MARGINAL SIGNATURES affixed by the testator or the person requested by him to write his name and the
instrumental witnesses of the will on each and every page thereof, except the last, on the left margin;

Exceptions to the rule that all of the pages of the will shall have to be signed on the left margin by the
testator and witnesses::
(1) in the last page, when the will consists of two or more pages;
(2) when the will consists of only one page;
(3) when the will consists of two pages, the first of which contains all the testamentary dispositions and is
signed at the bottom by the testator and the witnesses and the second contains only the attestation clause
duly signed at the bottom by the witnesses.

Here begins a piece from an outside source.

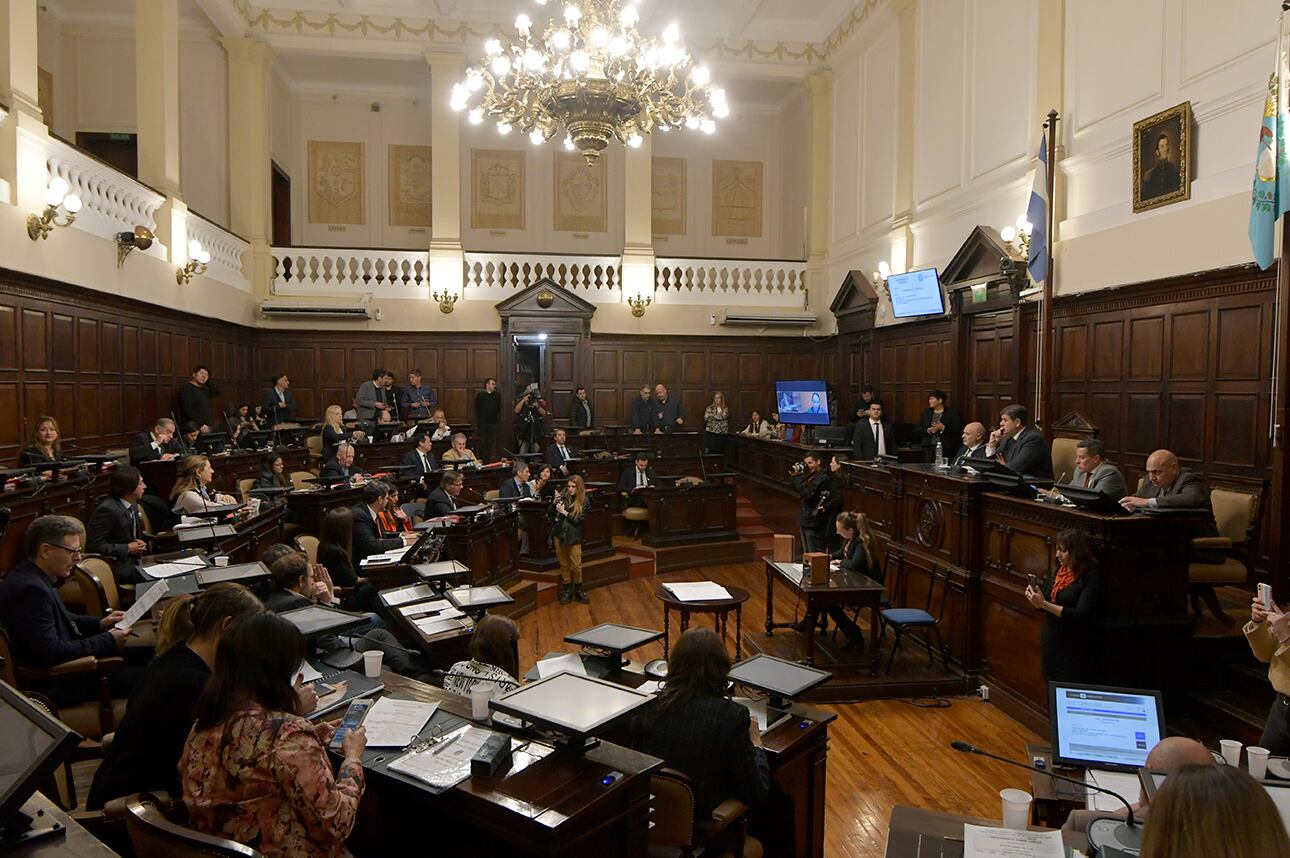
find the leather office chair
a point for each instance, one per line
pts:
(675, 831)
(155, 836)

The inadvertent failure of one witness to affix his signature to one page of a testament, due to the
simultaneous lifting of two pages in the course of signing, is not per se sufficient to justify denial of probate
(Icasiano vs. Icasiano II SCRA 422).

PAGE NUMBERINGS Written correlatively in letters placed on the upper part of each page;

NOTE: This is not necessary when all of the dispositive parts of a will are written on one sheet only.

ACKNOWLEDGMENT Done before a notary public by the testator and the instrumental witnesses.

NOTE: The notary public before whom the will was acknowledged cannot be considered as the third instrumental
witness since he cannot acknowledge before himself his having signed the will. If the third witness were the
notary public himself, he would have to avow, assent, or admit his having signed the will in front of himself. To
allow such would have the effect of having only two attesting witnesses to the will which would be in
contravention of Arts. 805 and 806. (Cruz vs. Villasor 54 SCRA 31)

The use of any signature, marks or design intended by the testator to authenticate renders the will sufficiently
signed by the testator.

A signature by mark will be sufficient even if at the time of placing it, the testator knew how to write and is
able to do so.

It is sufficiently signed by writing his initials, or his first name, or he may use even an assumed name.

A complete signature is not essential to the validity of a will, provided the part of the name written was
affixed to the instrument with intent to execute it as a will.
- memorandum or record of facts wherein the witnesses certify that the will has been executed before them, and
that it has been executed in accordance with the formalities prescribed by law.

Absence of this clause will render the will a nullity.

It must state the following ESSENTIAL FACTS:
1 the number of pages used upon which the will is written;
HOWEVER, even if number of pages is omitted in the AC BUT if there is an acknowledgment clause which states the
number of pages or the will itself mentioned such number of pages, it may still be considered valid applying the
Liberal Interpretation of the law. (Tabuada vs. Rosal)

the fact that the testator signed the will and every page thereof, or caused some other person to write
his name, under his express direction, in the presence of the instrumental witnesses;
When the testator expressly caused another to sign the formers name, this fact must be recited in the
attestation clause. Otherwise, the will is fatally defective. (Garcia vs. Lacuesta 90 Phil 489)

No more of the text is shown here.